Avec la construction de la Voie maritime du Saint-Laurent, à la fin des années 50, une partie du pont a été surélevée pour garantir la hauteur libre adéquate pour le passage des navires.

Quelques années plus tard, en 1963, le pont a été doublé par la construction d'une nouvelle structure jumelle, sur laquelle se déplace aujourd'hui le trafic vers Montréal, en provenance de la Rive-Sud. De nouvelles voies d'accès ont été construites pour desservir le pont, en banlieue.

Dès lors, une double juridiction s'est appliquée. Les approches de la Rive-Sud et une partie du pont, jusqu'à hauteur de la Voie maritime, tombent sous l'autorité fédérale, tandis que les deux structures jumelles, à partir de Montréal jusqu'à la Voie maritime, relèvent de Québec.

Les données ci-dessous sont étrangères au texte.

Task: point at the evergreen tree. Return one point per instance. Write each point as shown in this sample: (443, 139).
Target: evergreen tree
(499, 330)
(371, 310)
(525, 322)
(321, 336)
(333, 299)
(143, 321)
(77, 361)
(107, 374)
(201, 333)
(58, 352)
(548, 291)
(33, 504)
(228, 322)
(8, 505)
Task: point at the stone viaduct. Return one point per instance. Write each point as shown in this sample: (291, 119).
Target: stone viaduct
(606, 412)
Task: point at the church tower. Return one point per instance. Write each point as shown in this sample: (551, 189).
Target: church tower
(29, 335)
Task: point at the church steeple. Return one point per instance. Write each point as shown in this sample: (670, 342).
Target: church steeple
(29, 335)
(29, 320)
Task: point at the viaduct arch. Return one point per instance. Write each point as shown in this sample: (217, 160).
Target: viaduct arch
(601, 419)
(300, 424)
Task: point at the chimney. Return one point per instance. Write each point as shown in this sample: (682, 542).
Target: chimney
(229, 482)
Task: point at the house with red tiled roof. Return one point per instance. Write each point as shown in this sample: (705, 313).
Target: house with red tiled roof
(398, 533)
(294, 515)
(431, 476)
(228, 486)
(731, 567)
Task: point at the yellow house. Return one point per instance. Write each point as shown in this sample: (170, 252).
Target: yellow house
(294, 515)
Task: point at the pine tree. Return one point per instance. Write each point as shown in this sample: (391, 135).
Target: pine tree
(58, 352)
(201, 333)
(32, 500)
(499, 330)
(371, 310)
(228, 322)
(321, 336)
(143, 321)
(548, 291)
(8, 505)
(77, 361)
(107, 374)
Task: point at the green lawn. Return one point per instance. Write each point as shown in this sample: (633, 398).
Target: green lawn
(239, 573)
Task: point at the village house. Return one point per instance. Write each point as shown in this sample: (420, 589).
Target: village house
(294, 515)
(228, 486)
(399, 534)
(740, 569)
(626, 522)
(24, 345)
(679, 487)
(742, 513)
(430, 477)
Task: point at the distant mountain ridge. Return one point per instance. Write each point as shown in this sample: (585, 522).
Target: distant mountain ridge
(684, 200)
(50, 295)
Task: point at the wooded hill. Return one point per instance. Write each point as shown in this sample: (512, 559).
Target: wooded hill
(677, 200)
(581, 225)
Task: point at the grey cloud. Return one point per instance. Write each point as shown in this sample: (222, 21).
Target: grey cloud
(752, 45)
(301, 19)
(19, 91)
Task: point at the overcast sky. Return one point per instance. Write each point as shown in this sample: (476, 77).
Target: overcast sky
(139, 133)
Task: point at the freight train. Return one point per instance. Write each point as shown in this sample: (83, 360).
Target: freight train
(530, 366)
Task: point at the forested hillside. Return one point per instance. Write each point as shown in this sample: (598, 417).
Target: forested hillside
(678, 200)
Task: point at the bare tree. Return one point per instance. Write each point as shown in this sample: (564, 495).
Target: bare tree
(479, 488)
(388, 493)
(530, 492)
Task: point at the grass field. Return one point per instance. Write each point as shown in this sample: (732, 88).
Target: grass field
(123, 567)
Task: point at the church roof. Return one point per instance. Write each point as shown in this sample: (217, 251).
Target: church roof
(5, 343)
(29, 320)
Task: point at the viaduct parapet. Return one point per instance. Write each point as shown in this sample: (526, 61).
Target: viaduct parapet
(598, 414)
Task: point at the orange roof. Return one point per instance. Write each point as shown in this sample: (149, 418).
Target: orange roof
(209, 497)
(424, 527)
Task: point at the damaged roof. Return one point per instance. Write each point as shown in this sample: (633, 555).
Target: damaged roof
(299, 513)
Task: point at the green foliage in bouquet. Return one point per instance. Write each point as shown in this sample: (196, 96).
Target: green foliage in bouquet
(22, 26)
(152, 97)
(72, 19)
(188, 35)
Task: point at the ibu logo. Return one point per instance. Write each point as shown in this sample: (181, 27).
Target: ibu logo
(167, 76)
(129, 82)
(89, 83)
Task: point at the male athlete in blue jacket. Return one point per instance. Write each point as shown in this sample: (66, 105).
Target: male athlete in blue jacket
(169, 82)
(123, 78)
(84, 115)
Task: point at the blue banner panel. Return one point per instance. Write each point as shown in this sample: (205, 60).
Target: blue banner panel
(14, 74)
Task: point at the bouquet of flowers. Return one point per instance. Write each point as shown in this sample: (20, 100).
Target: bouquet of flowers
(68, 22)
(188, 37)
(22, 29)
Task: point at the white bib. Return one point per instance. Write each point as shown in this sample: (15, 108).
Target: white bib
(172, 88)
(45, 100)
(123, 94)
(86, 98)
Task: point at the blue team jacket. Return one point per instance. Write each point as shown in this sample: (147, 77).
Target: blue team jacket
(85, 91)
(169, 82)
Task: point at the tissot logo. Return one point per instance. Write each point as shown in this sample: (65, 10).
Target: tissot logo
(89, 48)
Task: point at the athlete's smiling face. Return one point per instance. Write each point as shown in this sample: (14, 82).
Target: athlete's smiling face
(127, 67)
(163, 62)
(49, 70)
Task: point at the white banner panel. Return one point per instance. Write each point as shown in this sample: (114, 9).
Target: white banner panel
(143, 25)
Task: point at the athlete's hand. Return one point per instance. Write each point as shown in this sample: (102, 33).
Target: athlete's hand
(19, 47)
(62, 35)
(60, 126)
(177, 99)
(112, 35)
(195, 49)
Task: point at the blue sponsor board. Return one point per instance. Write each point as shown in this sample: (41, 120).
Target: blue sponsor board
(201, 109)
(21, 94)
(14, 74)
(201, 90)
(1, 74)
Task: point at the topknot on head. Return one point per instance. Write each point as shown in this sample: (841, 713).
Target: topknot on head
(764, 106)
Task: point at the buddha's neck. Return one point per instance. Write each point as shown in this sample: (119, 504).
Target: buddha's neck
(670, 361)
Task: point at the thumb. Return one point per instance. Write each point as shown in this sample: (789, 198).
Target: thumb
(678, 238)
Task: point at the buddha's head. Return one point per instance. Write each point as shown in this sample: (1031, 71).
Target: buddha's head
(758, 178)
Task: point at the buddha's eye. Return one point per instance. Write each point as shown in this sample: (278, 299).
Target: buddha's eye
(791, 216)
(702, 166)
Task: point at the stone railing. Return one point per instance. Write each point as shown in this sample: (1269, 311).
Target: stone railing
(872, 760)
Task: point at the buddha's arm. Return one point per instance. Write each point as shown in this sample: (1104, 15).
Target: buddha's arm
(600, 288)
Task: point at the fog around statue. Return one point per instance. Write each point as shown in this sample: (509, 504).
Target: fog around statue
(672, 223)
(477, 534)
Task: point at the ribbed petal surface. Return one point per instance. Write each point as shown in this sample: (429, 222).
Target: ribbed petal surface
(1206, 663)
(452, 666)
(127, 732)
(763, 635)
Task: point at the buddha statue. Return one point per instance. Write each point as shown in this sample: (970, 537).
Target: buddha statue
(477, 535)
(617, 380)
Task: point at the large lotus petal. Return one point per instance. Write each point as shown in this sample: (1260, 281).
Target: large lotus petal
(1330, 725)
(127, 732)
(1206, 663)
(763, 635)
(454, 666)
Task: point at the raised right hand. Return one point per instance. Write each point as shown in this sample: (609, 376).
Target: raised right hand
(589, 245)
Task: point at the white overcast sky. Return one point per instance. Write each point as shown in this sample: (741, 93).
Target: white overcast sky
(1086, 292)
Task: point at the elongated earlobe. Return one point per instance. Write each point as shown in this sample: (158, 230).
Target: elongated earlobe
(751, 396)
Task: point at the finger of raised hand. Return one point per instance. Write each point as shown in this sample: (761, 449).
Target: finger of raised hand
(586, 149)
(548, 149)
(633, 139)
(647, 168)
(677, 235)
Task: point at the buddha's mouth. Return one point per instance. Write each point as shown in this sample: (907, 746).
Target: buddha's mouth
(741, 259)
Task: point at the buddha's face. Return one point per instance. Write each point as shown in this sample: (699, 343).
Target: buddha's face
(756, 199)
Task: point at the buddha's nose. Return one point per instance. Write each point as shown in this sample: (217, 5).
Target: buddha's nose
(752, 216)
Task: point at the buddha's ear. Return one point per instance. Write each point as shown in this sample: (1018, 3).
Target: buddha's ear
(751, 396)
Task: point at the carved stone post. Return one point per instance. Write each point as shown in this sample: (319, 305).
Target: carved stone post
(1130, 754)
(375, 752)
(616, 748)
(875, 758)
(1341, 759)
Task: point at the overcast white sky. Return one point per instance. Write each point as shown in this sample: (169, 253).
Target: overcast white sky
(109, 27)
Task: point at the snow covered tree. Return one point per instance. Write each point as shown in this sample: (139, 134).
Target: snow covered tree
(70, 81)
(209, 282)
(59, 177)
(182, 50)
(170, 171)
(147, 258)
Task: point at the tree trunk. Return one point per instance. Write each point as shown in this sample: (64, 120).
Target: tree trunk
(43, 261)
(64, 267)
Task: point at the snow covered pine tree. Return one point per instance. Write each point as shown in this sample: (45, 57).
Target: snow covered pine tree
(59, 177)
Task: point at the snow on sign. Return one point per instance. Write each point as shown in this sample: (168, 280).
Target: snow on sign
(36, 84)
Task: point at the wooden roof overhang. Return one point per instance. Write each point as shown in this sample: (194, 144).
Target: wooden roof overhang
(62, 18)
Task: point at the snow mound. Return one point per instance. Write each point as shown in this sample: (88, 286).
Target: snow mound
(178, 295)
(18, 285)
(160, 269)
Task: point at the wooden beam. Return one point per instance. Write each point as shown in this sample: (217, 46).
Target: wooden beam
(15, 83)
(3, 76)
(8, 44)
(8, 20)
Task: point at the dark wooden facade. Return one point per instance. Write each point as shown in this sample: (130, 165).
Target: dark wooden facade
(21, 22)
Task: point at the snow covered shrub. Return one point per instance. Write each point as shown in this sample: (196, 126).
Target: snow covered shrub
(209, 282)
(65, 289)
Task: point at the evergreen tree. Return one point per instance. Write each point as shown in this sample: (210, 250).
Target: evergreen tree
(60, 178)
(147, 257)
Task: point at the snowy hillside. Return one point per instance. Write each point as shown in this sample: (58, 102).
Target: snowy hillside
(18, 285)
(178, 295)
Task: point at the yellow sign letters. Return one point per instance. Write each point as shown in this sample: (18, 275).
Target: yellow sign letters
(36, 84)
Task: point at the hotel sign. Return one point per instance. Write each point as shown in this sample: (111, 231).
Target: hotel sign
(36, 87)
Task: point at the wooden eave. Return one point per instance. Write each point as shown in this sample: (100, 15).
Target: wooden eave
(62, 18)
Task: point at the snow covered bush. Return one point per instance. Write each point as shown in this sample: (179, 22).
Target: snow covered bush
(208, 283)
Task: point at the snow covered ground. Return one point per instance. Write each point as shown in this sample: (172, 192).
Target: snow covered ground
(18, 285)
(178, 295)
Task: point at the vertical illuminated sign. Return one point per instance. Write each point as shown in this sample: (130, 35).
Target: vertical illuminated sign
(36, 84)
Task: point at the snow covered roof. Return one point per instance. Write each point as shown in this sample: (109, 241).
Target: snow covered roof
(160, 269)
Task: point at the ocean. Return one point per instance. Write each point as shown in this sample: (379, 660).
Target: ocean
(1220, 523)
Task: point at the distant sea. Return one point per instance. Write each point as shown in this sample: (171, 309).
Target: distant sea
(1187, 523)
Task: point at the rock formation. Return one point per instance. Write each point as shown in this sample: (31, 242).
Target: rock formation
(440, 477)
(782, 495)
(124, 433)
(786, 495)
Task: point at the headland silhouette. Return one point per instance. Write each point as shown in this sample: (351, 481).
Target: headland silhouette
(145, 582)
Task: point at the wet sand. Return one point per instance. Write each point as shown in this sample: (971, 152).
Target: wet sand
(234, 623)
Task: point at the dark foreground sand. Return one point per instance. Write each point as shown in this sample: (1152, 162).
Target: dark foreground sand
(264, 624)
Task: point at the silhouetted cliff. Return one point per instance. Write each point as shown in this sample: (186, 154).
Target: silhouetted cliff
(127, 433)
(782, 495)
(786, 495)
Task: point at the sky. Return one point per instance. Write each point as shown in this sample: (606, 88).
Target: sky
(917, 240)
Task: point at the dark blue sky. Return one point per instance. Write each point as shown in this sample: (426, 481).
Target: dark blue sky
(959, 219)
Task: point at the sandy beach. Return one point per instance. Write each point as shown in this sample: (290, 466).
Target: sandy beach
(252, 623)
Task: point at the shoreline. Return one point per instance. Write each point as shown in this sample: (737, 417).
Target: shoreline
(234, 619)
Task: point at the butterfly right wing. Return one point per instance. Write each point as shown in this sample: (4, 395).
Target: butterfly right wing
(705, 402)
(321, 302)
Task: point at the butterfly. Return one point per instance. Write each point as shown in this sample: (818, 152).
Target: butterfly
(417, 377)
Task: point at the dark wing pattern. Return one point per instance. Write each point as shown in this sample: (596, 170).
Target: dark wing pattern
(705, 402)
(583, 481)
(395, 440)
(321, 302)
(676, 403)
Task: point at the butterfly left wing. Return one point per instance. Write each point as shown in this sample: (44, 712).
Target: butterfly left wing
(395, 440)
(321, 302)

Au milieu des années 2000, les deux gouvernements se sont entendus pour une reconstruction complète du tablier du pont sur leur partie respective de l'ouvrage. C'est au cours des travaux préparatoires à ce projet que les relevés de dommages effectués à la demande du MTQ ont révélé une dégradation beaucoup plus grave qu'anticipée dans la structure d'acier sous le pont.

Urgence

Le 14 juin 2011, en début de soirée, le ministre des Transports du Québec de l'époque, Sam Hamad, décrète sa fermeture immédiate «par souci de sécurité», pour procéder à des travaux de renforcement urgents. La circulation ne sera complètement rétablie que six mois plus tard, juste avant Noël.

Depuis, le pont fait encore régulièrement l'objet de fermetures de week-end, pour poursuivre ces travaux. Un contrat d'accompagnement de huit ans, jusqu'en 2021, a été signé l'an dernier entre le MTQ et un autre consortium d'ingénierie pour la surveillance et le suivi des dommages et des travaux de réparations.

Entre-temps, le gouvernement fédéral poursuit, seul, le projet de remplacement du tablier du pont Mercier, dont la capacité de circulation sera réduite de moitié, à compter d'aujourd'hui, et ce, jusqu'au 11 août prochain.